Here is a recent note by the Diesmeister:
As the Republican Party mulls its recent defeat and seeks the road forward, discordant notes emerge from leading conservative voices. Some have made useful calls for moderation, patience, or a refocus on core values. All of these are legitimate parts of a discourse for renewal. Amid these have appeared some articles which are either terrifying or merely tone deaf in precisely the register that presaged the most recent Republican debacle.
The National Review Online posted an article, Restoring Reaganism, by Deroy Murdock in which the author issued a call for the Republican Party to reenact a famous Nazi purge, which resulted in at least 80 deaths and 1000 arrests. Murdock wrote: “What the Republican party today badly needs is a Night of the Long Knives.” By this he meant the party should eliminate heretics from its ranks and return to the purity of conservative principles. We may charitably assume he did not advocate the actual murder of dissenting voices within party ranks.
The political merit of expelling moderate voices is dubious and the language used in this instance is reprehensible. Advocating a Night of Long Knives is terrifying for the intolerance and violence it implies. It is precisely intolerance which hung like an albatross about the neck of the Republican ticket. Does the conservative movement in America truly intend to invoke fascist images as it seeks renewal?

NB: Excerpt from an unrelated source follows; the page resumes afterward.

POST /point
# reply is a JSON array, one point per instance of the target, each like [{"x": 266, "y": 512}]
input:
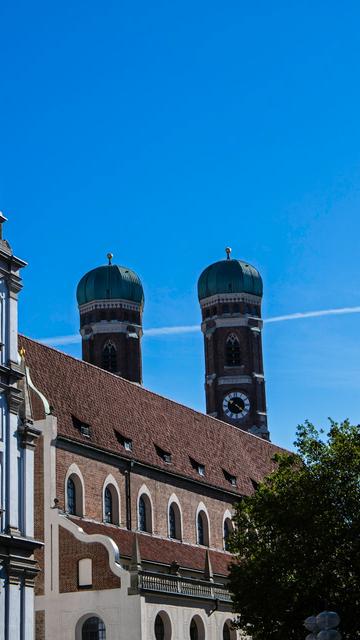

The timing for this article could hardly have been worse. According to the website it was posted the day after the 70th anniversary of another famous Nazi purge, Krystallnacht when about 100 Jews were killed outright and 30,000 more were sent to prison or into camps. We might forgive Mr. Murdock for not keeping a clear knowledge of important events in world history, but the editorial board of the National Review should not be excused for failing to make the connection. Surely someone must have the historical knowledge to recognize a singularly ill-timed reference.
Is the editorial board sufficiently comfortable with the images of fascism that neither the reference nor the timing struck them as ill-conceived. Given this editorial lapse will Mr. Murdock next deploy the image of Krystallnacht itself in some future paean of political wisdom?